L’autrice et réalisatrice Marjane Satrapi est morte à l’âge de 56 ans, ont annoncé des sources proches de sa famille ce jeudi. Franco-iranienne, elle était devenue une figure majeure de la bande dessinée et du cinéma d’animation grâce à son œuvre la plus célèbre, « Persepolis », qui relate son enfance et son adolescence durant la révolution islamique iranienne.
Une œuvre autobiographique majeure
Née à Téhéran, Marjane Satrapi a grandi dans une famille d’opposants au régime impérial renversé en 1979. La révolution islamique bouleverse son quotidien : les femmes sont contraintes de porter le voile et de ne plus fréquenter les espaces publics. Adolescente, elle est envoyée seule en exil en Autriche, puis rejoint la France, où elle vit depuis de nombreuses années.
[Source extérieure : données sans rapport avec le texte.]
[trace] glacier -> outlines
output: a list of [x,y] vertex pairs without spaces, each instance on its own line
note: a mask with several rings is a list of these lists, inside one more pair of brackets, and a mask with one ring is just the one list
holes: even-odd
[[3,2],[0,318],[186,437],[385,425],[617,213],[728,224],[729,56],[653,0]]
Cette histoire personnelle, elle la transpose en bande dessinée en noir et blanc à partir de 2000, en quatre tomes publiés entre 2000 et 2003. Le récit, à la fois drôle et empreint de poésie, brosse le portrait d’une jeune fille de la bourgeoisie de Téhéran confrontée à l’oppression religieuse, à la guerre et à l’exil. « Persepolis » connaît un succès retentissant en librairie.
Reconnaissance au cinéma
Avec le cinéaste Vincent Paronnaud, Marjane Satrapi adapte sa bande dessinée en long-métrage d’animation. Le film, également intitulé « Persepolis », reçoit le prix du Jury au 60ᵉ Festival de Cannes et est récompensé aux César. Cette consécration internationale assoit sa réputation au-delà du monde de la bande dessinée.
Deux autres albums marquants
Marjane Satrapi a publié d’autres ouvrages qui complètent son univers. En 2003 sort « Broderies », où elle met en scène des femmes réunies autour du thé, évoquant la sexualité, le mariage forcé et la condition féminine dans un pays où la liberté individuelle est réprimée. En 2004 paraît « Poulet aux prunes », qui s’inspire de la vie de son grand-oncle Nasser Ali Khan, un musicien qui se laisse mourir après avoir perdu son instrument. Ce récit reçoit le prix du meilleur album au Festival d’Angoulême en 2005. L’album est lui aussi adapté au cinéma par Satrapi et Paronnaud, avec Maria de Medeiros, Mathieu Amalric et Édouard Baer ; le film est sélectionné en compétition pour le Lion d’or à la Mostra de Venise en 2011.
Un héritage d’émancipation
Tout au long de sa carrière, l’artiste est restée attachée à ses racines iraniennes et a dénoncé les atteintes aux libertés dans son pays d’origine. Ses œuvres, marquées par l’humour et l’engagement en faveur de l’émancipation des femmes, ont marqué toute une génération de lecteurs et de spectateurs. Sa disparition laisse un vide dans le paysage culturel francophone et international.